The central promise of open source software has always been to release users from vendor lock-in. With open source software, users were no longer beholden to a single vendor.
But, as the IT world moves deeper into cloud computing, also known as software-as-a-service, open source software is no longer a guarantee that customers are protected from vendor lock-in. Even if the software being used to host the cloud service is open source it isn’t a guarantee of freedom.
What is now becoming increasingly important are open standards and open APIs (application programming interfaces). These two are far more important than open source software in helping customers avoid unintended lock-in.
InfoWorld’s Savio Rodrigues argues that VMForce, VMWare’s recent cloud announcement is a good example of how essentially open source software products can be used to create a cloud environment that is proprietary. “In essence, VMForce offers a cloud platform with a set of proprietary APIs and an open source runtime platform. As such, VMForce is a great test of whether open source is enough to minimize vendor lock-in in the cloud. The blunt answer is no, it is not.”
Canonical’s Matt Asay has called cloud computing the “Hotel California of technology“.
“Even for companies, like Google, that articulate open-data policies, the cloud is still largely a one-way road into Web services, with closed data networks making it difficult to impossible to move data into competing services,” says Asay.

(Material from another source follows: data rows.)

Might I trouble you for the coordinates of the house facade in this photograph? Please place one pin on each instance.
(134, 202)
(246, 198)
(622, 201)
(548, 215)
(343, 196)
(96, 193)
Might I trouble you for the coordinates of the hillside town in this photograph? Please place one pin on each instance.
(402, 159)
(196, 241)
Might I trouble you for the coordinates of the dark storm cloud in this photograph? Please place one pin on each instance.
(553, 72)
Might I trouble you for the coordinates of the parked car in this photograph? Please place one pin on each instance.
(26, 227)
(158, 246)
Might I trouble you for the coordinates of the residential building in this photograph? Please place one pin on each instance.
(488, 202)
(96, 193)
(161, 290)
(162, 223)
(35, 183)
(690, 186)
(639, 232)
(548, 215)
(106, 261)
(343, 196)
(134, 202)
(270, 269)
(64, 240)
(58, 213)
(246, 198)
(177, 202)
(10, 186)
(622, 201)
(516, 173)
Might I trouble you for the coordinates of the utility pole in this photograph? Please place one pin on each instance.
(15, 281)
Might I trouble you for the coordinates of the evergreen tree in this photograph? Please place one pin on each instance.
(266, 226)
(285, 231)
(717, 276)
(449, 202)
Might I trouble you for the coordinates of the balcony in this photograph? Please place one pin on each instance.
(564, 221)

It is the data formats and the walled gardens that sit within the cloud environments that will become the biggest challenge to customers looking to avoid vendor lock-in. And it affects home users as much as it does enterprise customers and governments – it’s hard enough as an individual to close a Facebook account, imagine trying to move that data to another service?
Unlike a home user, however, being locked into a single platform or provider as a business or government is more than an irritation. It could be a costly exercise that could do untold damage to a business. And once a business or government goes down the proprietary path the way back can be a long, hard fight.
The answer is open standards and open APIs. It’s not good enough for the cloud infrastructure to be open source. If the data formats and interfaces are locked into a single vendor then the nett effect is that users are buying into a proprietary cloud where they hand over control to a third party.